Not sure yet if I agree, but it's interesting:
http://spectator.org/articles/65797/three-cheers-free-tradeTHREE CHEERS FOR FREE TRADE
it’s enough to take the word of an eminent Nobel laureate.
By Ross Kaminsky – 3.16.16
Donald Trump and his fellow liberals Hillary Clinton and Bernie Sanders are lambasting free trade as the scourge of the American working man. How odd it is that an economic activity so beneficial to almost every American, indeed to the vast majority of the human race, suffers such attacks with only half-hearted defenses raised by politicians who should know better and economists who do know better.

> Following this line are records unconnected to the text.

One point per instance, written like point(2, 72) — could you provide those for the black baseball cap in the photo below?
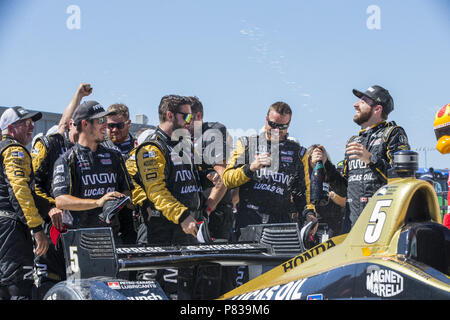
point(14, 114)
point(89, 110)
point(378, 94)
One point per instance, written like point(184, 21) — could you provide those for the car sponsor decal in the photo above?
point(288, 291)
point(305, 256)
point(318, 296)
point(383, 282)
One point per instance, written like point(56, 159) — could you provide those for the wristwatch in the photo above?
point(373, 160)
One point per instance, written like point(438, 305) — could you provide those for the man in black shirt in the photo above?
point(368, 155)
point(212, 147)
point(88, 174)
point(46, 150)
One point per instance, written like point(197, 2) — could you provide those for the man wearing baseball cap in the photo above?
point(19, 216)
point(88, 175)
point(368, 156)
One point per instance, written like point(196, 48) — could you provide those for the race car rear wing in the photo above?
point(92, 253)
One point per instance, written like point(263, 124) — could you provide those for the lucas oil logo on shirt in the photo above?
point(101, 178)
point(383, 282)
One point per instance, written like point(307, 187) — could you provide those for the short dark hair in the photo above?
point(121, 109)
point(171, 103)
point(281, 108)
point(197, 105)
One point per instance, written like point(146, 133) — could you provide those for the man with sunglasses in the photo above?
point(120, 139)
point(118, 130)
point(170, 180)
point(88, 175)
point(19, 217)
point(44, 153)
point(369, 155)
point(269, 170)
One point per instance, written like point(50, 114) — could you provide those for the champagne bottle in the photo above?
point(319, 192)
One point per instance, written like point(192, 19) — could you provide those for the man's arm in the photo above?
point(238, 173)
point(83, 90)
point(17, 164)
point(218, 191)
point(151, 172)
point(39, 153)
point(69, 202)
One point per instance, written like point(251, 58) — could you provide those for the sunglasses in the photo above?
point(369, 101)
point(119, 125)
point(100, 120)
point(25, 122)
point(186, 116)
point(279, 126)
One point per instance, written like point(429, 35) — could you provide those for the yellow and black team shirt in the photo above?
point(270, 190)
point(138, 195)
point(169, 178)
point(17, 183)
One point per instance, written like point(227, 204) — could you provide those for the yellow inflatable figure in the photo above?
point(442, 129)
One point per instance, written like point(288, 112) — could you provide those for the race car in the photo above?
point(398, 249)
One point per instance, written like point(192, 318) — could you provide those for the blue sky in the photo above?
point(238, 57)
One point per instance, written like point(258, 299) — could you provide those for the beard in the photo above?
point(363, 116)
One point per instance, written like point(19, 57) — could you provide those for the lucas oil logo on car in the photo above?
point(383, 282)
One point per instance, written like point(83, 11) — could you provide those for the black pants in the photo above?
point(16, 260)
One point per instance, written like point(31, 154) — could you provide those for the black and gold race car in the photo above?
point(398, 249)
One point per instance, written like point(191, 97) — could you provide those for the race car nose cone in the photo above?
point(406, 163)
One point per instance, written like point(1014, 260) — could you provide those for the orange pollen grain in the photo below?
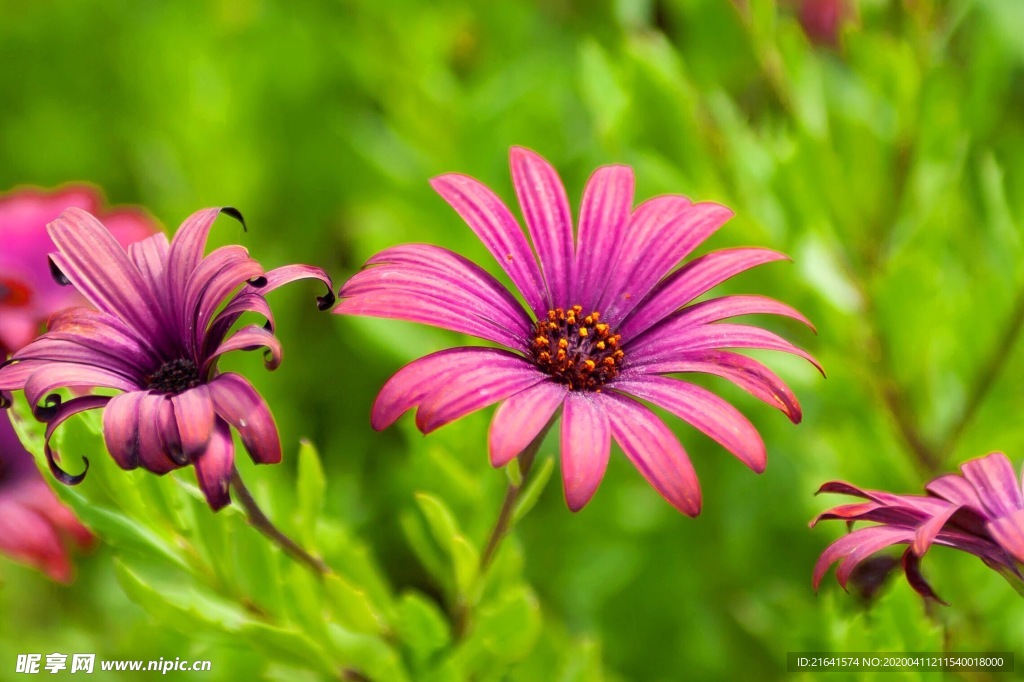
point(588, 353)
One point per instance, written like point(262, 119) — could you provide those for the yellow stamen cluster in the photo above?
point(581, 351)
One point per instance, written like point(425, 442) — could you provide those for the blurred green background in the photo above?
point(890, 166)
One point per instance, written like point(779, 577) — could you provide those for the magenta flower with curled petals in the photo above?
point(605, 318)
point(164, 315)
point(28, 294)
point(35, 527)
point(980, 512)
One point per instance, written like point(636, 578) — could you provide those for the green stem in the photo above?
point(461, 610)
point(511, 496)
point(259, 520)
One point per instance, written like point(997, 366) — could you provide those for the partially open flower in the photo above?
point(606, 318)
point(164, 315)
point(980, 512)
point(35, 527)
point(28, 294)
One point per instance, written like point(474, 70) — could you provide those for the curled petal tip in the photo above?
point(48, 410)
point(64, 476)
point(327, 301)
point(237, 214)
point(57, 274)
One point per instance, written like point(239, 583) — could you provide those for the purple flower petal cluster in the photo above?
point(164, 314)
point(980, 512)
point(28, 294)
point(607, 315)
point(35, 527)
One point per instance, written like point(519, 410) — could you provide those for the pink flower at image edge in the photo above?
point(980, 512)
point(164, 315)
point(28, 293)
point(35, 527)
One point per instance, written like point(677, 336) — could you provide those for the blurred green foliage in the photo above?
point(891, 168)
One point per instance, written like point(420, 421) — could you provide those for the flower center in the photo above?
point(174, 377)
point(576, 350)
point(13, 293)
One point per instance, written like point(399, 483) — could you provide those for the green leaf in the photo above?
point(288, 645)
point(180, 604)
point(311, 487)
point(465, 557)
point(534, 489)
point(504, 631)
point(421, 626)
point(369, 655)
point(352, 607)
point(122, 531)
point(425, 549)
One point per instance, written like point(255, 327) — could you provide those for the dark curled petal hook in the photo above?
point(327, 301)
point(237, 214)
point(57, 275)
point(46, 412)
point(60, 474)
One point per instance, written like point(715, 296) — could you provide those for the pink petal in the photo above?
point(251, 337)
point(427, 308)
point(441, 276)
point(413, 382)
point(994, 479)
point(520, 418)
point(926, 533)
point(214, 467)
point(28, 537)
point(546, 209)
point(159, 442)
point(692, 280)
point(654, 452)
point(289, 273)
point(495, 225)
point(475, 388)
point(603, 217)
point(853, 548)
point(223, 271)
point(704, 411)
point(121, 425)
point(150, 256)
point(241, 406)
point(955, 489)
point(586, 444)
point(1009, 533)
point(665, 344)
point(195, 416)
point(186, 252)
point(242, 303)
point(100, 269)
point(59, 416)
point(744, 372)
point(663, 231)
point(732, 306)
point(52, 376)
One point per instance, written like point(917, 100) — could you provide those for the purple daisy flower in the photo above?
point(605, 318)
point(164, 315)
point(980, 512)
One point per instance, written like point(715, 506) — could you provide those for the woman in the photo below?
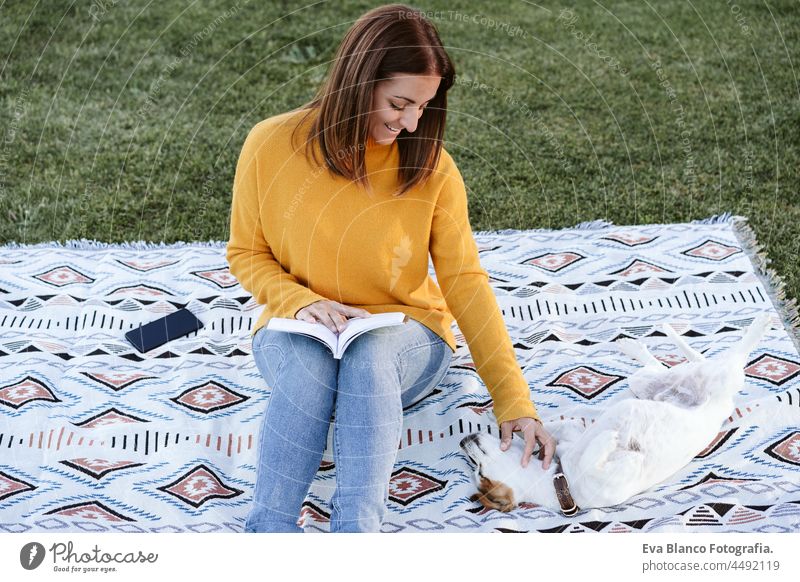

I stipulate: in trade, as in any economic endeavor, there are losers in the short run. Capitalism is, after all, fundamentally a system of creative destruction. But if there is any area of agreement among economists of all political stripes — a group among whom finding agreement is exceptionally difficult given their unique decision-making anatomy — it is that free trade provides large net benefits to the societies that engage in it, even if other nations do not lower trade barriers to the same degree.
Furthermore, the benefits of trade accrue in large measure to the lower economic echelons of society in an extension of Schumpeter’s profound observation that “the capitalist achievement does not typically consist in providing more silk stockings for queens but in bringing them within the reach of factory girls in return for steadily decreasing amounts of effort.”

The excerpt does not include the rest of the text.